2024 Cato T. Laurencin Regenerative Engineering Founder's Award Lecture | AIChE

The programming of AIChE’s Regenerative Engineering Society will feature the Cato T. Laurencin Regenerative Engineering Founder’s Award Lecture — named for that society’s organizer. Robert S. Langer, David H. Koch Institute Professor at the Massachusetts Institute of Technology, is slated to deliver the lecture on October 28.

My Journey in Chemical Engineering: from Initial Struggles to the Development of Drug Delivery Systems and Tissue Engineering and Having Fantastic Students such as Cato Laurencin

Robert S. Langer, David H. Koch Institute Professor, Massachusetts Institute of Technology

When I graduated from MIT, I went to work at Boston’s Children’s Hospital. I was the only engineer there. I began trying to see if I could make tiny particles that could deliver large molecules (e.g. proteins, nucleic acids) that prevent vascular growth to tumors. Over two years, I had found hundreds of unsuccessful methods. Finally, in 1976 I discovered a way to make it work (ultimately published in NATURE). 
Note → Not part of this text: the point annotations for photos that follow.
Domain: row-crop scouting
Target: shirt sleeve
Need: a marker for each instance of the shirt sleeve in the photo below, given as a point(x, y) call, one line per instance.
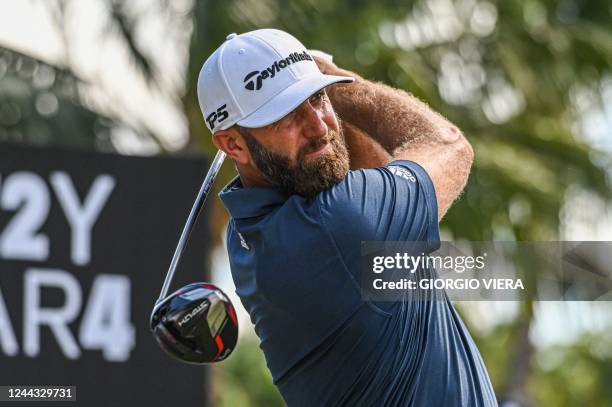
point(396, 202)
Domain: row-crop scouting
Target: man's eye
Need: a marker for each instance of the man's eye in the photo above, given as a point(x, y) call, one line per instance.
point(318, 96)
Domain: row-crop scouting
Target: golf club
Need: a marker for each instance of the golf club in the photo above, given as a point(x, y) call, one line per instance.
point(197, 323)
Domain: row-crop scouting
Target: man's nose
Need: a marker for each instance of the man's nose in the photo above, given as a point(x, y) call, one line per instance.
point(314, 126)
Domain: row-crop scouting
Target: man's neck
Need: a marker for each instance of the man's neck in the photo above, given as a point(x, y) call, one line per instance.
point(250, 177)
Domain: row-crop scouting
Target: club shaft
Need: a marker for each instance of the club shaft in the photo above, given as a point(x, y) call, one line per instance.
point(209, 180)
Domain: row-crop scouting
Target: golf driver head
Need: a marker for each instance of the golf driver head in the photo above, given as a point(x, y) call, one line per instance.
point(196, 324)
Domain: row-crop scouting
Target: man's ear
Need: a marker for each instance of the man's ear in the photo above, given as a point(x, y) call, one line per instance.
point(232, 143)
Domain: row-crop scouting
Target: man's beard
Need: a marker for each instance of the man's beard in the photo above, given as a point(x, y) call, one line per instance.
point(306, 177)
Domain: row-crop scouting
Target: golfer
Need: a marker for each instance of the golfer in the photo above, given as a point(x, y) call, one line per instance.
point(326, 160)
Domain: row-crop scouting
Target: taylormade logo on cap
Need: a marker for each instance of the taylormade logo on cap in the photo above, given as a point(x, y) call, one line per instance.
point(257, 78)
point(256, 83)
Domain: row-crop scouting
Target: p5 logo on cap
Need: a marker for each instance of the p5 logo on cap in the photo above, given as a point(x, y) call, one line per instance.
point(217, 116)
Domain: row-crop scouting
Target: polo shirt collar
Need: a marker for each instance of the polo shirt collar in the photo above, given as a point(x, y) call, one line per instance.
point(249, 202)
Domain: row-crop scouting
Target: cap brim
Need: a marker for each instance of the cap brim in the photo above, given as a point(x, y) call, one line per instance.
point(290, 98)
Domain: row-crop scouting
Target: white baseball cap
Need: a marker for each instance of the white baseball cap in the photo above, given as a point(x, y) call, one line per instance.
point(256, 78)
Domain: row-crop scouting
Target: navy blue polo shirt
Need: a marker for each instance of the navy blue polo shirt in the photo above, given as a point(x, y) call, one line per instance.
point(296, 266)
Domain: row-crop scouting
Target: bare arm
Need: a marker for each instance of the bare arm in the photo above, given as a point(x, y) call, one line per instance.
point(407, 129)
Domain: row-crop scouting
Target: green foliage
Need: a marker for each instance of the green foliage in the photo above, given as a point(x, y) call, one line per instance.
point(243, 379)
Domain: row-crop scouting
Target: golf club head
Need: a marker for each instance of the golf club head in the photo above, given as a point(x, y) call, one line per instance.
point(196, 324)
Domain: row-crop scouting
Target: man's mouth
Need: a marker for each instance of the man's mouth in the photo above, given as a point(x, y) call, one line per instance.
point(320, 150)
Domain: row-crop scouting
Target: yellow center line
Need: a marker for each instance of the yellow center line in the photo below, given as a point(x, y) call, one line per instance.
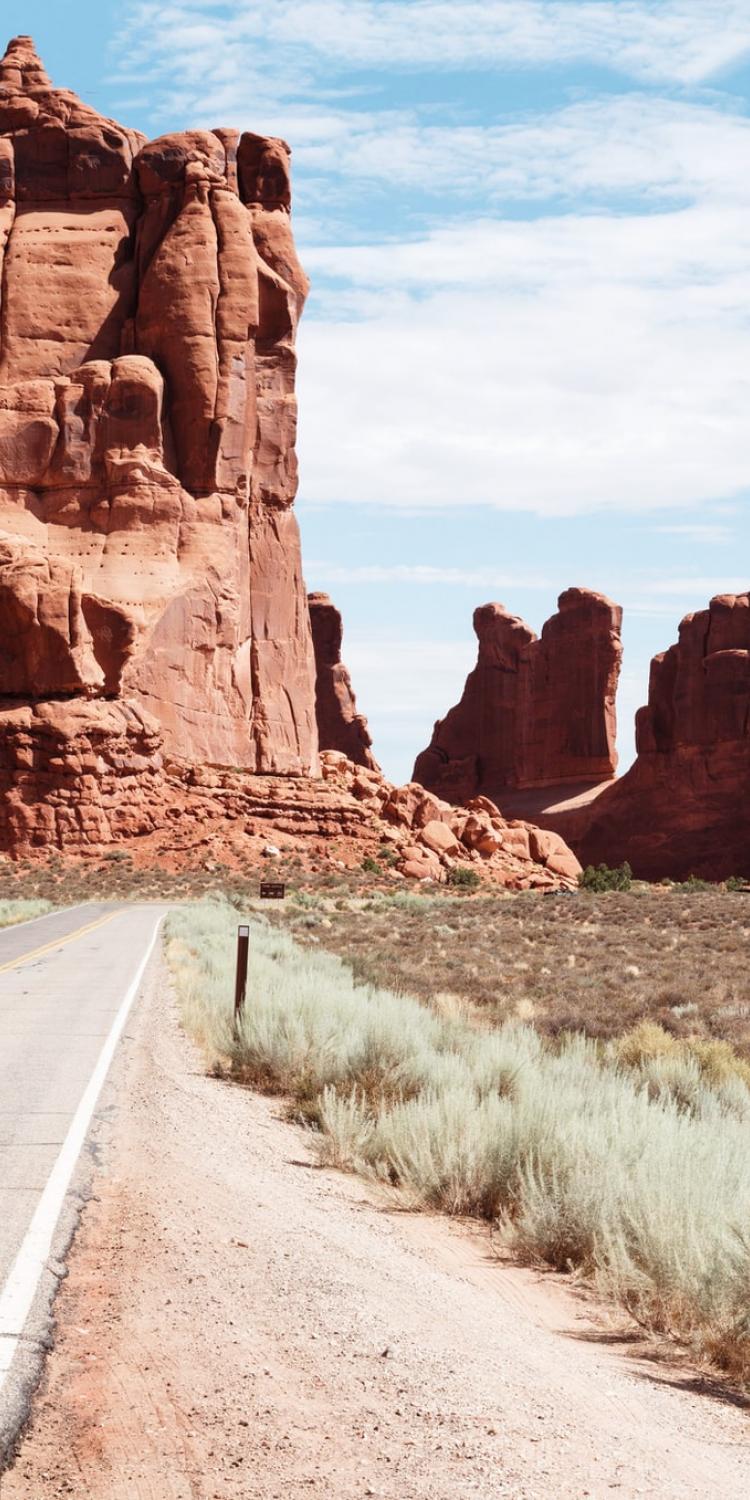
point(57, 942)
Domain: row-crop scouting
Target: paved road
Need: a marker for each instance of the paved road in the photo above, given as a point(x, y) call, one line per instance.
point(65, 983)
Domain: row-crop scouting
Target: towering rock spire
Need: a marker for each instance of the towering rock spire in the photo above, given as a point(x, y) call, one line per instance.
point(21, 69)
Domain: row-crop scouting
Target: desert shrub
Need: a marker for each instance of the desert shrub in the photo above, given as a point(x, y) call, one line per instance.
point(629, 1166)
point(21, 911)
point(462, 878)
point(387, 855)
point(602, 878)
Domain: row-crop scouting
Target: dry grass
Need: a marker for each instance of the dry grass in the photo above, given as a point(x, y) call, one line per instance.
point(594, 963)
point(12, 912)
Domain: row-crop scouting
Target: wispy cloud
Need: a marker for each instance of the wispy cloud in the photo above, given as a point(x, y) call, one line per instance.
point(699, 533)
point(422, 573)
point(585, 353)
point(563, 365)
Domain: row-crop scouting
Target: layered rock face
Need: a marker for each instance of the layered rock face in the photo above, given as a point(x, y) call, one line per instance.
point(339, 725)
point(684, 806)
point(149, 555)
point(536, 711)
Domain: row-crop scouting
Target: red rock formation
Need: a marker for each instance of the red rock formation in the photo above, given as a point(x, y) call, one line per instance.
point(80, 776)
point(339, 725)
point(158, 675)
point(534, 711)
point(684, 806)
point(149, 555)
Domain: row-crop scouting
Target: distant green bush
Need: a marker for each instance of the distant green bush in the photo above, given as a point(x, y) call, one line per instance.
point(603, 878)
point(629, 1166)
point(387, 855)
point(464, 879)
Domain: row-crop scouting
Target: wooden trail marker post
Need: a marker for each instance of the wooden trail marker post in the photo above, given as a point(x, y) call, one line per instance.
point(240, 983)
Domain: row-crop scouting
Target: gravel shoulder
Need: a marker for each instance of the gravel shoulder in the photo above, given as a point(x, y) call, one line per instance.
point(237, 1323)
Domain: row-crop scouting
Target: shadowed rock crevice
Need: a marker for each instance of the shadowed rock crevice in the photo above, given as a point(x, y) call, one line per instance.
point(339, 725)
point(147, 468)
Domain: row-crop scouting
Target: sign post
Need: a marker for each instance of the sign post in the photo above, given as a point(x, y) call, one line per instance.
point(240, 984)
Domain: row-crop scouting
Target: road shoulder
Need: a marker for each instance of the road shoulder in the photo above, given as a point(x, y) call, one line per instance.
point(237, 1323)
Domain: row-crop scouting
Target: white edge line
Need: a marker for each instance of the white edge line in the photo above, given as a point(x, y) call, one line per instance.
point(44, 917)
point(23, 1281)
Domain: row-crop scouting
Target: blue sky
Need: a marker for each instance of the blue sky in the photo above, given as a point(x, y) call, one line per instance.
point(525, 360)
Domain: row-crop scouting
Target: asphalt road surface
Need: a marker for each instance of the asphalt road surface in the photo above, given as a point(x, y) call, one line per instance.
point(66, 986)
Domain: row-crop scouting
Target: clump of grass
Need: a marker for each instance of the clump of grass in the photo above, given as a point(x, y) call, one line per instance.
point(630, 1169)
point(602, 878)
point(21, 911)
point(462, 878)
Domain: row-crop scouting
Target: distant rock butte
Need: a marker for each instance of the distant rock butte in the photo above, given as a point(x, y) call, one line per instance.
point(339, 725)
point(536, 711)
point(149, 554)
point(684, 806)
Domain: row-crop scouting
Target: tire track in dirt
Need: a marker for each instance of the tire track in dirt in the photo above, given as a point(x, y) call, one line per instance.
point(237, 1326)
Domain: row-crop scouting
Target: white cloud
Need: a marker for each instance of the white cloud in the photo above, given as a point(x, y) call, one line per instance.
point(567, 363)
point(656, 39)
point(659, 149)
point(698, 531)
point(698, 588)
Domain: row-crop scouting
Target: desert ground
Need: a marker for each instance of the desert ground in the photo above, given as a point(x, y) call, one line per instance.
point(237, 1317)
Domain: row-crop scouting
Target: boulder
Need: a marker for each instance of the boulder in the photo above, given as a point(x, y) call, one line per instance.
point(149, 554)
point(534, 711)
point(440, 839)
point(684, 806)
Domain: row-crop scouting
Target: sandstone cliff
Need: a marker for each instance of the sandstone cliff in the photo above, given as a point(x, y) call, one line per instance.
point(534, 711)
point(684, 806)
point(339, 725)
point(150, 578)
point(158, 671)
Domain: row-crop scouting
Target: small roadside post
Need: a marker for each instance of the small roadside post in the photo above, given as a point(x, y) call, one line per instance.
point(240, 984)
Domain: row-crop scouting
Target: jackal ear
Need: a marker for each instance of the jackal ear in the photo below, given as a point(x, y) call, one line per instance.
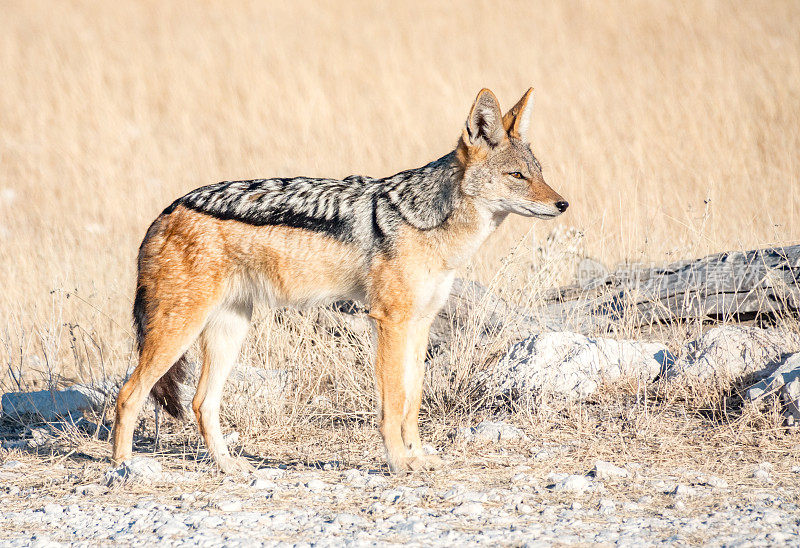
point(485, 121)
point(517, 121)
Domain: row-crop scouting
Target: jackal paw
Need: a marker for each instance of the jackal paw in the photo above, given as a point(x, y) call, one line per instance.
point(417, 463)
point(235, 466)
point(424, 463)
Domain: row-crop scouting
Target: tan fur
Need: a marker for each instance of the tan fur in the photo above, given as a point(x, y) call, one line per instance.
point(202, 276)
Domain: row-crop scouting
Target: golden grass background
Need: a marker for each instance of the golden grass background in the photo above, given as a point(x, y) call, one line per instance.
point(673, 129)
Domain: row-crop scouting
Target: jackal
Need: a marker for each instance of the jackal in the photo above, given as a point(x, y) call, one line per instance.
point(394, 244)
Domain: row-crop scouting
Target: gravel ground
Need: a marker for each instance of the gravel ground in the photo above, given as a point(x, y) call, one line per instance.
point(497, 501)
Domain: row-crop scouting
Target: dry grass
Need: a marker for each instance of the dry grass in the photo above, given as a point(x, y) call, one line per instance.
point(673, 130)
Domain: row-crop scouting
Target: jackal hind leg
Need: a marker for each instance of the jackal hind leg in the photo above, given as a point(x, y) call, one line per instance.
point(168, 337)
point(413, 379)
point(220, 343)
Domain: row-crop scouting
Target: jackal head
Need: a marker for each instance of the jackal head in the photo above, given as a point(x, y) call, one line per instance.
point(500, 170)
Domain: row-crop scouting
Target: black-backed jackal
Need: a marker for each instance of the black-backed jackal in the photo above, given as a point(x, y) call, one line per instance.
point(394, 244)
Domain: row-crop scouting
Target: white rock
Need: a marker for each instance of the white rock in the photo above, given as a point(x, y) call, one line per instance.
point(316, 485)
point(605, 470)
point(391, 496)
point(230, 505)
point(262, 484)
point(762, 475)
point(607, 506)
point(270, 473)
point(573, 365)
point(726, 353)
point(681, 490)
point(468, 509)
point(573, 483)
point(51, 405)
point(490, 432)
point(717, 483)
point(768, 466)
point(53, 509)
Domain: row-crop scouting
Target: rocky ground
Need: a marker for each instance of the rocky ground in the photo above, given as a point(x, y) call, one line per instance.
point(500, 486)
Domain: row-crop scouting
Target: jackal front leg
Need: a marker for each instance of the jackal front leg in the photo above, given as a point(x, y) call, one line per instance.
point(413, 381)
point(396, 353)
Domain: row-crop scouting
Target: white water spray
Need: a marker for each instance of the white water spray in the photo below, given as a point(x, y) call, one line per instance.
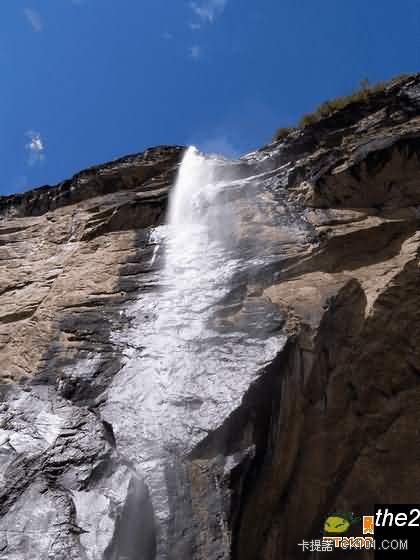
point(191, 352)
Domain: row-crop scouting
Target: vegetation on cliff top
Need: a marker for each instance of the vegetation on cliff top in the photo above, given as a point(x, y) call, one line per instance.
point(326, 108)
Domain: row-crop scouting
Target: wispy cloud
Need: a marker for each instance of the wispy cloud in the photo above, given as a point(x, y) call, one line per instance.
point(195, 52)
point(208, 10)
point(34, 19)
point(35, 147)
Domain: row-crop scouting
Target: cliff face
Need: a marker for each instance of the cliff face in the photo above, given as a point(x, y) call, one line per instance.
point(304, 399)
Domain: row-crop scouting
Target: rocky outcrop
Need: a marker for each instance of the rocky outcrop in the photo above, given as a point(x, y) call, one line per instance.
point(303, 400)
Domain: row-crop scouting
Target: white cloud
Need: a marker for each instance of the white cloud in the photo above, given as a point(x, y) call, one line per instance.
point(35, 147)
point(195, 52)
point(208, 10)
point(34, 19)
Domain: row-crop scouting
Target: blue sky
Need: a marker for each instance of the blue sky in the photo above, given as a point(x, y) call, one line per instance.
point(85, 81)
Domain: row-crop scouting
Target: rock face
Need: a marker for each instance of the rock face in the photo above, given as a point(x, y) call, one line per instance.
point(124, 434)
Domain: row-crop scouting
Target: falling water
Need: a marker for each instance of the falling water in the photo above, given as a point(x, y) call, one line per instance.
point(187, 367)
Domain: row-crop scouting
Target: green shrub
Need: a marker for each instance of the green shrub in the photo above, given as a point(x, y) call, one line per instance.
point(326, 108)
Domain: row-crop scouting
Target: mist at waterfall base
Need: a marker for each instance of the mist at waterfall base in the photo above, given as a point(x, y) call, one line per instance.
point(200, 333)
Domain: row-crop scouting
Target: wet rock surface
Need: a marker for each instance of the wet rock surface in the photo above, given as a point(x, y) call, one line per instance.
point(134, 426)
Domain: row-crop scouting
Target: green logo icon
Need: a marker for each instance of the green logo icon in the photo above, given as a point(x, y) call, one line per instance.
point(339, 523)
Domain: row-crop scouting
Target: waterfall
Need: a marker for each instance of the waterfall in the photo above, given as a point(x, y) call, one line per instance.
point(198, 336)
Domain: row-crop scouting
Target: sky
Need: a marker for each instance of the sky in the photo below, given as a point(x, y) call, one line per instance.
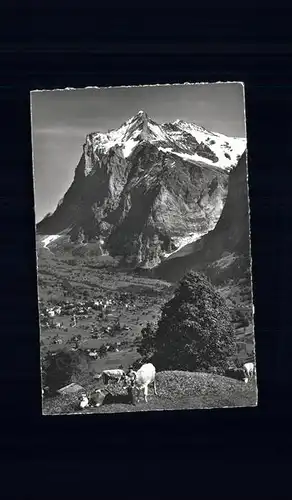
point(62, 119)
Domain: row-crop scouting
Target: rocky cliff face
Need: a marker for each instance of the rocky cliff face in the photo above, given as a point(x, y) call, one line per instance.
point(225, 250)
point(144, 190)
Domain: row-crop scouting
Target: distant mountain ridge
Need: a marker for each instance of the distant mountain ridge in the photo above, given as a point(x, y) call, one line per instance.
point(144, 190)
point(224, 249)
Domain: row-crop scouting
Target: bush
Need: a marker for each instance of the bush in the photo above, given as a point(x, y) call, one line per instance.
point(195, 331)
point(62, 368)
point(146, 347)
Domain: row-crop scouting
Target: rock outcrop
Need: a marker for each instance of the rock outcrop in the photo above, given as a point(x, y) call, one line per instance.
point(225, 250)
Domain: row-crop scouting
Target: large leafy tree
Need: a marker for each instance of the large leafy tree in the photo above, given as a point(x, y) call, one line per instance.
point(195, 330)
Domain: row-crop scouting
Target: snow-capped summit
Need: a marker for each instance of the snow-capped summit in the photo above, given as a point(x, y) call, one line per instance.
point(145, 189)
point(187, 140)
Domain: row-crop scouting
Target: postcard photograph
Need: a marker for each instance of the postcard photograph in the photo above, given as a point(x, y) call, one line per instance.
point(143, 248)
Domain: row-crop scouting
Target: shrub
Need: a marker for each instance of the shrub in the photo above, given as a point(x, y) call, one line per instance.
point(195, 331)
point(62, 368)
point(146, 347)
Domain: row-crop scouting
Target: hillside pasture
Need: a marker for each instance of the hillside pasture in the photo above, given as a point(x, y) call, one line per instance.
point(177, 390)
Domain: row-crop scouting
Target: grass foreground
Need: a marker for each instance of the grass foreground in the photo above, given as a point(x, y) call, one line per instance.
point(177, 390)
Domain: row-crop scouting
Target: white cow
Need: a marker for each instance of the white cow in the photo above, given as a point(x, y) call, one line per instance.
point(141, 379)
point(83, 401)
point(116, 375)
point(249, 369)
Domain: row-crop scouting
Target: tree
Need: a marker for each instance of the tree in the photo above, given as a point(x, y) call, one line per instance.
point(146, 347)
point(195, 330)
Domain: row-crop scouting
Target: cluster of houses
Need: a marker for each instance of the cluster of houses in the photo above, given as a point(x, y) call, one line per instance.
point(82, 309)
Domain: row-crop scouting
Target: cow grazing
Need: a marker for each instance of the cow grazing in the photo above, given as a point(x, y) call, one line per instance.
point(237, 374)
point(83, 403)
point(141, 379)
point(249, 370)
point(97, 398)
point(116, 375)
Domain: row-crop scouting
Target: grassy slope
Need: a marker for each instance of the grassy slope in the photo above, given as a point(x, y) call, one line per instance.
point(177, 390)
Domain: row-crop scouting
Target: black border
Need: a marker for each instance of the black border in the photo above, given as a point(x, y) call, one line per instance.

One of my goals was to move beyond just conducting experiments and publishing the results, to applying that work to helping people. We used the delivery systems to see if we could find substances that could stop blood vessels from growing. I isolated many different substances and tested them in over 100 different studies. We published a paper in Science in 1976, which showed for the first time that inhibitors of blood vessel inhibitors existed, and provided bioassays which could be used and were used to, isolate future inhibitors. Today, many inhibitors of blood vessel growth have been isolated and they are used by many millions of people to treat cancer and diseases of blindness, such as macular degeneration and diabetic retinopathy. 

The principles we established for the controlled movement of molecules have been essential to the development of numerous clinically used therapeutics. There are many tiny controlled-release systems used by patients worldwide that continuously release peptides for up to six months from a single injection (Lupron Depot, Zoladex, and Decapeptyl) to treat advanced prostate cancer. Similar microspheres or other polymer systems containing bioactive molecules have led to new treatments for schizophrenia (Risperdal Consta), alcoholism, opioid addiction (Vivitrol), arthritis (Zilretta), controlling bleeding (Floseal, Surgiflo), pituitary dwarfism (Nutropin Depot), type-2 diabetes (Bydureon), heart disease (drug eluting stents) and many other diseases.  

The original controlled-release materials we developed were small particles; in many cases, microparticles. However, nanoparticles are often critical for delivering significant payloads of any drug into cells, particularly newer potential drugs such as siRNA and mRNA. Yet, once nanoparticles are injected into the body, they are destroyed almost immediately by macrophages, and are unstable and often aggregate. These characteristics made their use essentially nonexistent. To address these issues, in a 1994 paper in Science, we defined seven characteristics we wanted to build into nanoparticles. We found that nanoparticles composed of a block copolymer of polyethylene glycol (PEG) and any other material and an added drug, could circulate for hours in vivo, be stable on the shelf for years, and not aggregate. Another issue with nanoparticles is that for nucleic acids, it is desirable that they be cationic (positively charged) so they can complex negatively charged nucleic acids. However, charged nanoparticles can cause toxicity.  So, Dan Pack, David Putnam, and I added what are called ionizable molecules to nanoparticles that made them neutral at physiologic pH but charged inside the cells. This approach enables endosomal escape inside cells. Another area I worked on, initially with Jay Vacanti, was tissue engineering where Jay and I and my students created many of the principles and techniques in this field that are used today.

I also got involved in helping to start companies to advance our discoveries. The most well known company is Moderna. The company was initially criticized by scientists, stock analysts, and the news media who said the stock was overvalued and that our messenger RNA therapeutics would not work.  However, Moderna produced a COVID-19 vaccine that saved millions of lives. Many other new medical treatments for cancer and other diseases are in late-stage clinical trials. Polaris Ventures and Harvard Business Review stated that billions of people are or will be helped by products created by companies I helped start. 

I’m also so proud of the students and postdocs who worked in our laboratory. When I turned 70, they had a celebration and over 700 people came. One of the students I’m so proud of is Cato Laurencin. He joined our laboratory in the 1980’s and he has had a magnificent career and is a great person not only is he an outstanding scientist and mentor, he is also my friend. I’m so very honored to receive an award in his name.